First, the web (and particularly social media) has upended what the industry has done for more than 50 years, leaving us to scramble and fight for social, content, crisis, reputation management, influencer relations, and more.
Creativity in PR surveyed more than 650 PR professionals in 35 countries, including corporate and agency, to discover whether or not the PR industry is creative enough to successfully sway marketing budgets and develop game-changing ideas on a consistent basis.
The answer is a resounding no.
“I do feel we are not taking ownership of the fact that we have always been an ‘ideas’ industry — and are absolutely capable of breakthrough creative thinking,” said one executive at a U.S. PR firm. “Too many people in the field seem to be silo-ed in terms of what they feel they are allowed to do — versus advertising agencies that seem to approach their business as if they can take ownership of anything, and any discipline, they want.”
Break Down the Silos
Ahem. “Too many people in the field seem to be silo-ed.”
Never mind the fact that everyone in the industry should read Marketing in the Round to figure out how to break down those silos and how to take control of their own destinies when it comes to competing with advertising, marketing, search, web, and mobile.
We belong at the executive table, but it’s not going to happen as long as there is the perception that we can’t measure our efforts to true business results, we’re not creative, and we’re not big thinkers.
Last week, we took a hard look at the types of metrics (both soft and data-driven) we should be tracking in order to measure our efforts to business goals.
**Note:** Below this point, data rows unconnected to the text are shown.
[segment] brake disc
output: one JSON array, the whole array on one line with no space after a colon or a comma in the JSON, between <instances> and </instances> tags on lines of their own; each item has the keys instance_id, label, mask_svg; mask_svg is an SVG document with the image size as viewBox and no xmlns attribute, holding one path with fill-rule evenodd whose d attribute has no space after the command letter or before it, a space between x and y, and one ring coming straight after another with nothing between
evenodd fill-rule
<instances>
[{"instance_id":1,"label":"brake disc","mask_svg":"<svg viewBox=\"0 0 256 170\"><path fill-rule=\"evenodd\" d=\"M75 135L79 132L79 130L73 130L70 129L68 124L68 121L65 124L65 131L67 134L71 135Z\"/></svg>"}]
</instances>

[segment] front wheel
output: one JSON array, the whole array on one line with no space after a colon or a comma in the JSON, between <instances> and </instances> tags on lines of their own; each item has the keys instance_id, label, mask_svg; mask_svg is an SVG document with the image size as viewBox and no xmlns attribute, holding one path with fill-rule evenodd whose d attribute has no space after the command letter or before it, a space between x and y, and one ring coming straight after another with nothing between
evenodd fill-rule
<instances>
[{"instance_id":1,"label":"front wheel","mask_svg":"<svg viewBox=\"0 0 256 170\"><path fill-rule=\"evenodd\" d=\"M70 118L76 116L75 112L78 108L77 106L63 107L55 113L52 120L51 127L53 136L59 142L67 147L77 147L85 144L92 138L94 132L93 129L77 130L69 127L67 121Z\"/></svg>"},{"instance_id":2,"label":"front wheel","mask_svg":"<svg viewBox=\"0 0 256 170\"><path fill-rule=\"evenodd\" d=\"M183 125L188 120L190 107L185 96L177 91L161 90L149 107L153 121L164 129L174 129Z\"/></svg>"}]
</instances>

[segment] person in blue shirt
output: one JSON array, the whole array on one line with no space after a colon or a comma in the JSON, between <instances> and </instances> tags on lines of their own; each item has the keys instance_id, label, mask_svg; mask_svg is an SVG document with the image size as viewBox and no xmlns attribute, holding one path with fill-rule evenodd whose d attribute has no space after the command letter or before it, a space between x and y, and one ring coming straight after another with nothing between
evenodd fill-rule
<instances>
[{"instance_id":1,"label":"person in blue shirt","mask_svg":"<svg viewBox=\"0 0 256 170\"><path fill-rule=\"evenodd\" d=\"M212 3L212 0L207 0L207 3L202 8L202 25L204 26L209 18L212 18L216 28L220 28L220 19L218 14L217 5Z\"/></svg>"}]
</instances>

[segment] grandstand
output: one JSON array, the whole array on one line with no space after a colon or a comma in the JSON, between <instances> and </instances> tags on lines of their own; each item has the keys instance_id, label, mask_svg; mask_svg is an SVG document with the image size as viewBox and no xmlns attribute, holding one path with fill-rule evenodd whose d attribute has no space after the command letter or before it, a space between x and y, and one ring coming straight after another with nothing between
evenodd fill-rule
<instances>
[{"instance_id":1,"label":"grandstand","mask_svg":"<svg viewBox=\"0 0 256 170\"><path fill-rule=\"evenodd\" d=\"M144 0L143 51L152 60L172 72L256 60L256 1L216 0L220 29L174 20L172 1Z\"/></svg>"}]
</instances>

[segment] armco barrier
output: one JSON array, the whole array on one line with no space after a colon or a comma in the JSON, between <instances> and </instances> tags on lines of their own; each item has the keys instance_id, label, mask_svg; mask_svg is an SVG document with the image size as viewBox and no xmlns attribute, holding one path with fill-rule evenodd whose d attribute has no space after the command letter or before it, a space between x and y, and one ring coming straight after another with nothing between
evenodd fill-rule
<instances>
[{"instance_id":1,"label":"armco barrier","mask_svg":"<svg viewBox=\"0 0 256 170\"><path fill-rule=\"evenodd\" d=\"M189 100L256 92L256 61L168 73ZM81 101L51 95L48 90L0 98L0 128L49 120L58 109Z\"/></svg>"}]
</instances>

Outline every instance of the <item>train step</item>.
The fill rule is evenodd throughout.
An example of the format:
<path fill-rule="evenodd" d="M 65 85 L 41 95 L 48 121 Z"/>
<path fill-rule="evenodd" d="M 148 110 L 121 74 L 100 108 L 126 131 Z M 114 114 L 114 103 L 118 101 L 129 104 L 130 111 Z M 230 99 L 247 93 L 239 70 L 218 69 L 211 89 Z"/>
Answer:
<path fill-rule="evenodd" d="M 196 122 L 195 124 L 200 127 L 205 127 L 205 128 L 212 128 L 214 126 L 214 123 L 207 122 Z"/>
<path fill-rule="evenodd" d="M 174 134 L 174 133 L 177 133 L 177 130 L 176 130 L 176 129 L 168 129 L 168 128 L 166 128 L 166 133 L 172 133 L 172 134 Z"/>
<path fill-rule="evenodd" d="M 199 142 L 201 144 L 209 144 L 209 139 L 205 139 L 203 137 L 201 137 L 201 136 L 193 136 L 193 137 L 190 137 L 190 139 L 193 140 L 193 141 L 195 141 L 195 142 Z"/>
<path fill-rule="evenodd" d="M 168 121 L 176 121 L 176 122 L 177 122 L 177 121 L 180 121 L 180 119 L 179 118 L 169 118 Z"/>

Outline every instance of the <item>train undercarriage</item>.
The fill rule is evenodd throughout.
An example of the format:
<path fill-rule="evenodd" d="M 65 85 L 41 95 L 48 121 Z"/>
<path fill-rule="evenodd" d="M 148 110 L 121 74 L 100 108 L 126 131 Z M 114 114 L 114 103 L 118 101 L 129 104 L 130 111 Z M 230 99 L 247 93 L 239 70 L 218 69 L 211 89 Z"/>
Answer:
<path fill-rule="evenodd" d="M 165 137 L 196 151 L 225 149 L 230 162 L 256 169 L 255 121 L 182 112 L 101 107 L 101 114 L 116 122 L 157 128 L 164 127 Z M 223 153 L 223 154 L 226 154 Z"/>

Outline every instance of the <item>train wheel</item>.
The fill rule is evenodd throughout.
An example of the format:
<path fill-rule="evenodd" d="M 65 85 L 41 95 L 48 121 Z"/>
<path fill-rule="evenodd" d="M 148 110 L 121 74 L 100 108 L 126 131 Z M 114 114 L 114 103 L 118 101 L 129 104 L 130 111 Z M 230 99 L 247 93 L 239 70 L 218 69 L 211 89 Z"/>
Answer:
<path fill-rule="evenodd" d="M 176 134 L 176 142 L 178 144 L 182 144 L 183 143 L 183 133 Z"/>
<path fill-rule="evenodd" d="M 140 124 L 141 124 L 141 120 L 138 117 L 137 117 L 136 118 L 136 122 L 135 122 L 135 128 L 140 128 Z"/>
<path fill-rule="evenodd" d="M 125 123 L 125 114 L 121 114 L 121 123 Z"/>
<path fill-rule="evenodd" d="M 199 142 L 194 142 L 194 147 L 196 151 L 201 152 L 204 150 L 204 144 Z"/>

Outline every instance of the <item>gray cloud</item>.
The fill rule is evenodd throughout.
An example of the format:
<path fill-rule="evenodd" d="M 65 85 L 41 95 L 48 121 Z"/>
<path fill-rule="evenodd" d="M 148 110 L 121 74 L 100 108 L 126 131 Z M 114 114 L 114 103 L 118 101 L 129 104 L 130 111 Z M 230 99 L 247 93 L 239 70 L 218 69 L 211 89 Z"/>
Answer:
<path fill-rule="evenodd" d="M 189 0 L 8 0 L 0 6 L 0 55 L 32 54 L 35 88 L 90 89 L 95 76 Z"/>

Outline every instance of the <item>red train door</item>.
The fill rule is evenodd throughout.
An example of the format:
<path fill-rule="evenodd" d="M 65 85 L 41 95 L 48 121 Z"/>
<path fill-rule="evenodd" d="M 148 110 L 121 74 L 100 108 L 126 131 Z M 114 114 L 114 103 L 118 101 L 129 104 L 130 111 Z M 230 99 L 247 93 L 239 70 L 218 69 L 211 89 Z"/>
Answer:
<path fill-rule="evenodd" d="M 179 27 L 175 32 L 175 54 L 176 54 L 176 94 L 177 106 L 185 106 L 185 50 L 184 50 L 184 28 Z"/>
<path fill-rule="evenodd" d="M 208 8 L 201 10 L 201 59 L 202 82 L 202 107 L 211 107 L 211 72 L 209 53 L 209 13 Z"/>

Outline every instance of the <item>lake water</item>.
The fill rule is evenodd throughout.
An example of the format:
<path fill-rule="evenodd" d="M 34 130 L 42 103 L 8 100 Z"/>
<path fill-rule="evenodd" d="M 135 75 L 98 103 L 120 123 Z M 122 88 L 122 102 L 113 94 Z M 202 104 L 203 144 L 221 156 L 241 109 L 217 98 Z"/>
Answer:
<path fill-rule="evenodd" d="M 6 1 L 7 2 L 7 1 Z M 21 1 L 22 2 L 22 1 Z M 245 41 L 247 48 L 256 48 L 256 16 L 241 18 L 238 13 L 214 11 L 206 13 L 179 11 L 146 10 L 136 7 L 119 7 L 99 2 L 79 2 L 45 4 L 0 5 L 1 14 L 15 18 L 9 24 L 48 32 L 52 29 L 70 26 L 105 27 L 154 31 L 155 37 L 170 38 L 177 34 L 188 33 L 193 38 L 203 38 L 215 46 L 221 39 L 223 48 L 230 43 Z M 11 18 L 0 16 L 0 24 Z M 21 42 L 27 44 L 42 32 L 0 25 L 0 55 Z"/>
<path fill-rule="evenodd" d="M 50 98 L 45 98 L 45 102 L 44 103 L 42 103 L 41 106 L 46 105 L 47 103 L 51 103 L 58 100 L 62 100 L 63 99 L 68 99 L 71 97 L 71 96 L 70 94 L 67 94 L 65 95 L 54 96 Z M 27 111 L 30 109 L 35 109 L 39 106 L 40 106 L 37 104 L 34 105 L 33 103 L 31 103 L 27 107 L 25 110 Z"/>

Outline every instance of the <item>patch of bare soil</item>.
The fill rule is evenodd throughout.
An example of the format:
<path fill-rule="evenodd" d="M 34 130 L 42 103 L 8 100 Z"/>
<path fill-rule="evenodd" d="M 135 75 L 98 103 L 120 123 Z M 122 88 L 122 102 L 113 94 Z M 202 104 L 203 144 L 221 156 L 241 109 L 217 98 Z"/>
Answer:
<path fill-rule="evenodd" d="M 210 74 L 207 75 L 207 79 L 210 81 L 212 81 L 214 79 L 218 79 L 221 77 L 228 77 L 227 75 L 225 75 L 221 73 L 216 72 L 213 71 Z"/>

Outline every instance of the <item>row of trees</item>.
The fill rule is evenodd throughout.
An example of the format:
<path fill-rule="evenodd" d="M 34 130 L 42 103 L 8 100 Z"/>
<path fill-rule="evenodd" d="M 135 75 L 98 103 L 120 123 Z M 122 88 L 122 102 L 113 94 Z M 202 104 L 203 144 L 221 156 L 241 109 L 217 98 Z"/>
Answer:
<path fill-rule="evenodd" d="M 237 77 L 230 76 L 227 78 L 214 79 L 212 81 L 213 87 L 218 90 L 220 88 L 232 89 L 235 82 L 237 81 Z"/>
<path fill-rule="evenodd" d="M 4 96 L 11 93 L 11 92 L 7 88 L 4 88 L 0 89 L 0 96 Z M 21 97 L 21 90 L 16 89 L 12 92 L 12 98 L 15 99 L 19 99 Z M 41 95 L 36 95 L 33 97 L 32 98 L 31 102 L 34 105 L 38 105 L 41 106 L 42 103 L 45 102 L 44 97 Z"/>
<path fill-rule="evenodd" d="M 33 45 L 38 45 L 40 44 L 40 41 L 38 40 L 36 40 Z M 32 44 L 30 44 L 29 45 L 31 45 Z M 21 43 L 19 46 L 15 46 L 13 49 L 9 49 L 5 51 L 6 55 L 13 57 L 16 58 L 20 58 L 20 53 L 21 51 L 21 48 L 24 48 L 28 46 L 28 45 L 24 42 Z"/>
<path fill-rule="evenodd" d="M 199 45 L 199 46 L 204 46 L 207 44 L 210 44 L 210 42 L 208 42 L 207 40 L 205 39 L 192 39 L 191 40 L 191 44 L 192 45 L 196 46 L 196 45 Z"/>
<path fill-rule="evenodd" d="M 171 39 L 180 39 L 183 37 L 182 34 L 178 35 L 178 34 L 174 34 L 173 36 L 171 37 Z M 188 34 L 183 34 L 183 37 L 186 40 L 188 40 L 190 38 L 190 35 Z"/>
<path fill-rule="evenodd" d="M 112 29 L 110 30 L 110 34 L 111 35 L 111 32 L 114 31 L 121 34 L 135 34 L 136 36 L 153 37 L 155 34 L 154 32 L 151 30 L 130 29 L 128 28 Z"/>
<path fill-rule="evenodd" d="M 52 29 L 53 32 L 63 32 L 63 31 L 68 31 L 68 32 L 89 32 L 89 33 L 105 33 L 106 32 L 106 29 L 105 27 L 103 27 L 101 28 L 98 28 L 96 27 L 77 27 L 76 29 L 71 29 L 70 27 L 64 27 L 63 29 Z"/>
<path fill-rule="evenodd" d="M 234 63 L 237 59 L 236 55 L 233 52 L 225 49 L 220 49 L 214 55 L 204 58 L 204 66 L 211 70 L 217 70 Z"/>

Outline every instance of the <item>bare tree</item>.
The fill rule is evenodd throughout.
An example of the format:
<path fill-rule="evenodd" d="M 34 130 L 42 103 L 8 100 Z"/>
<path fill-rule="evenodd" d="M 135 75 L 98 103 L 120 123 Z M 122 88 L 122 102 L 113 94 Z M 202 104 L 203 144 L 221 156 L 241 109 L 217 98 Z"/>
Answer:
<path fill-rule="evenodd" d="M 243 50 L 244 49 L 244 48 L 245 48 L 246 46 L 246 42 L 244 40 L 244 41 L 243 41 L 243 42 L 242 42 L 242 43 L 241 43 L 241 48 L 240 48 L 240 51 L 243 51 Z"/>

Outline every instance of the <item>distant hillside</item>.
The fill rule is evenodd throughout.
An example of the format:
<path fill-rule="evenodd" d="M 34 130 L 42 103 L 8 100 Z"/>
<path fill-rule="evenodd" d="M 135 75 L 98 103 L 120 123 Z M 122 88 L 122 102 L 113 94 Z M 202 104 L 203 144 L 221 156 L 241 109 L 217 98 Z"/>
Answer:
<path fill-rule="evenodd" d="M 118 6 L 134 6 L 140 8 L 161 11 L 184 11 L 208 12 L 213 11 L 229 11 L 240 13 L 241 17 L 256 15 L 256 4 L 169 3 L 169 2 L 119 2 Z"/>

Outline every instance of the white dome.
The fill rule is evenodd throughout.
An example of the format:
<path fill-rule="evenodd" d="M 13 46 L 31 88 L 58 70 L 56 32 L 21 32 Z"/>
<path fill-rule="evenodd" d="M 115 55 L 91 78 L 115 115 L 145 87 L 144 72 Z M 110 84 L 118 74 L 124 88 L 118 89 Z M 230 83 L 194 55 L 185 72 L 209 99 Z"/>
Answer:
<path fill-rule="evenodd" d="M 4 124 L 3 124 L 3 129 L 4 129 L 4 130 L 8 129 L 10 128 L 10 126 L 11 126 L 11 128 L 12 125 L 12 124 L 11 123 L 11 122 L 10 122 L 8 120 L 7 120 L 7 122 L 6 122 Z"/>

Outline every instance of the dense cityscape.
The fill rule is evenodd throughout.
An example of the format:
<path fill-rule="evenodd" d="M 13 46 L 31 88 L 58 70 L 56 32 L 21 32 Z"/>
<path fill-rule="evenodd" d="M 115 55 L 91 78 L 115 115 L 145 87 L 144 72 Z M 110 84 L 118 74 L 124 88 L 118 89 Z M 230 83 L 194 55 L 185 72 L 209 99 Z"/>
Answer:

Now, combined with that, we need to prove our creative worth.
A Quick Story
When I worked on The Catfish Institute (don’t laugh; it was super fun!), our goal was to get catfish on the menu of white tablecloth restaurants. You see, catfish are bottom feeders and are known to be the most tasty when fried.
But when farm-raised, catfish not only eat from the top of the pond, they are a lovely white fish that take on the flavors in which they are prepared, making them fairly versatile for chefs.
In order to raise awareness and reach our goal, we invited up-and-coming chefs to participate in a cooking contest using, you guessed it, catfish.
It was Iron Chef before Iron Chef existed. And it worked.
Not only was it super fun work to do, we reached our goals. And then some. All because it was creative, it was fun, it was measurement-bound, and it had a clear vision.
Creativity for One; Creativity for All
This is a problem.
Most of you went into PR because you hate math. Which means most of you are right-brained by nature. So why no creativity? It comes naturally to you, yet 60 percent of our clients are disappointed in our lack of creativity.
You don’t have to have big budgets or celebrity chefs or even a year-long campaign to be creative. But you do need to be reading the blogosphere, reading fiction, reading the news, and listening to podcasts and watching videos to have new ideas.
Sure, you might have a new and creative idea shot down by the client or by your boss. But that doesn’t mean to stop trying.
I challenge each of you to take a creative idea to your client or boss once a month. Can you do that?